Not too hard I would think. Maybe you can get it right:
Update: 7/2006: The PSG1A1 is new for 2006. The PSG1 series is not discontinued as of this writing, as had been thought, along with the demise of most roller locked guns. There are two primary changes to the PSG1A1
1. Relocation of the Cocking Handle
The standard cocking handle location, when locked rearward, would physically interfere with long (front end) scopes often employed on sniper rifles either blocking the field of view or being physically impossible to be engaged in the locking notch at the rear end of the cocking lever tube. So the cocking lever tubes on A1's are rotated some degrees counter-clockwise as viewed from the rear so that the cocking handle no longer interferes with the sights.

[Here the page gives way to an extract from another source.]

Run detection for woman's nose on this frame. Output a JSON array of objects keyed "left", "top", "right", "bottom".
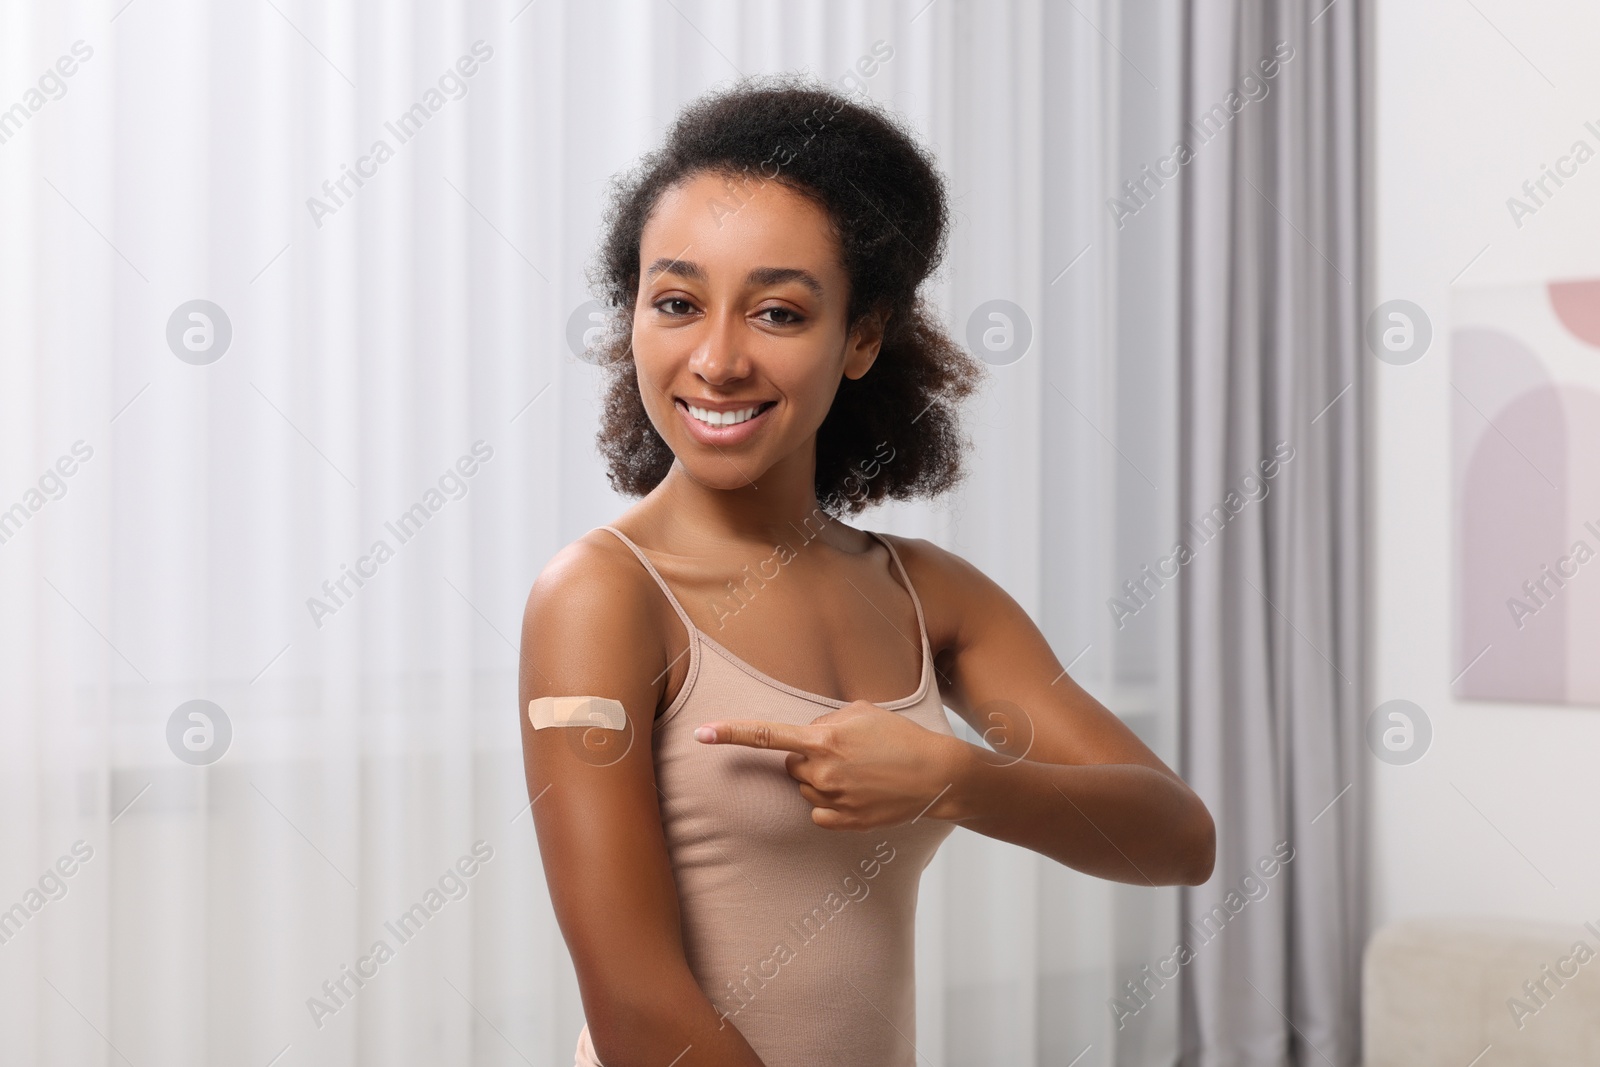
[{"left": 687, "top": 309, "right": 750, "bottom": 384}]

2. New Schmidt and Bender Scope
The Hensoldt 6x42 sight used on the PSG1 up until the A1 is of relatively poor quality. There are many problems with the rechargeable batteries (finding them, charging them.) Even when they were charged often times the illuminated reticle would not function. The 600 M range limitations and simple crosshair reticle of the Hensoldt sight, while fine for a police countersniper duties, were often found to be insufficient for other users. Hensoldt also does not repair this scope in the US, so warranty repairs were always an issue.
With the A1, HK now uses a Schmidt & Bender 3-12x50 PMII model scope on the A1 with HK-made 34mm rings that attach to the fixed mounting platforms on the PSG1 using screws. Far superior to the 6x42 Hensoldt.